Il s'agit, en premier lieu, de l'obligation d'une autorisation préalable ou d'une confirmation accordée par l'assemblée générale de la société à ses organes d'administration ou de direction pour prendre des mesures anti-OPA pendant la période d'offre publique ; en deuxième lieu, de la possibilité donnée à une société dont les titres font l'objet d'une offre publique d'acquisition par une société non soumise aux dispositions limitant les mesures anti-OPA de ne pas appliquer elle-même ces limitations ; enfin, en troisième lieu, de la possibilité donnée aux sociétés dont les actions sont admises à la négociation sur un marché réglementé de prévoir, sur une base volontaire, l'inopposabilité ou la suspension de restrictions conventionnelles ou statutaires touchant le transfert d'actions ou l'exercice des droits de vote.
Les sociétés faisant application des mesures susmentionnées devraient en informer l'Autorité des marchés financiers, qui rendrait alors leur décision publique.
Ainsi, l'application des dispositions de l'article 11 de la directive se fera de manière discrétionnaire par chaque société qui étudiera, en opportunité, l'intérêt que peut présenter l'application d'un tel dispositif.
La commission des lois estime qu'il convient de souscrire aux objectifs du présent projet de loi, qui permettra à la France d'honorer ses engagements communautaires, et juge opportun le choix des options ouvert par la directive tel qu'il figure dans le texte dont elle s'est saisie pour avis.

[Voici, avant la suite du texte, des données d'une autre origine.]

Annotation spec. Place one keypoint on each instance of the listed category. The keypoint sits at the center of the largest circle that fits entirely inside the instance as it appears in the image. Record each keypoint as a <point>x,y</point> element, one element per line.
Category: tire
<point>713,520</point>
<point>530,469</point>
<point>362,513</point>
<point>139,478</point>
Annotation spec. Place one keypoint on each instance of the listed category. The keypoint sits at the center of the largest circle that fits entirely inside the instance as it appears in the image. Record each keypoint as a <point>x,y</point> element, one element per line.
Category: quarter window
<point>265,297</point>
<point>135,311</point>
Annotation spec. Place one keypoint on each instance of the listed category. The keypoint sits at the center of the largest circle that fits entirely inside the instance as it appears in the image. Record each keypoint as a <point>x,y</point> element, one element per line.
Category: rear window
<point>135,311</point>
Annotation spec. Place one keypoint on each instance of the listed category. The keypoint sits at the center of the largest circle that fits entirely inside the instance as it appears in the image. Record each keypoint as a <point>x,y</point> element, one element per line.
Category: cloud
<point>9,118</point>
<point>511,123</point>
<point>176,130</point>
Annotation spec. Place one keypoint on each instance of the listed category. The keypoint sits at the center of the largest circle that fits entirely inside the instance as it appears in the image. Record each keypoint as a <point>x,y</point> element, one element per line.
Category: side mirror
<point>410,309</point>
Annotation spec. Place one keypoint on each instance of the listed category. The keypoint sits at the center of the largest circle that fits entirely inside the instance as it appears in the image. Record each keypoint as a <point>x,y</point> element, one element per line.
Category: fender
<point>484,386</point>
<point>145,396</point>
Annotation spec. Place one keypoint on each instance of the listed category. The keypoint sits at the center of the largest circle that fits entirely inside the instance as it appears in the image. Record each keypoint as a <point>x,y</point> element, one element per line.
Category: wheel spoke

Elle vous soumettra néanmoins, mes chers collègues, six amendements tendant à conforter l'efficacité des dispositions du projet de loi ayant pour objet de modifier notre code de commerce.
Ces amendements viseront, en particulier, à éviter certains détournement de la clause de réciprocité, prévue notamment à l'article 11 du projet de loi, dans le cas spécifique d'un concert entre la société cible et les autres offres publiques. Ils auront également pour objet degarantir une plus grande transparence du marché en imposant l'information de l'Autorité des marchés financiers au cas où une société déciderait de ne plus appliquer les mesures de suspension des restrictions anti-OPA.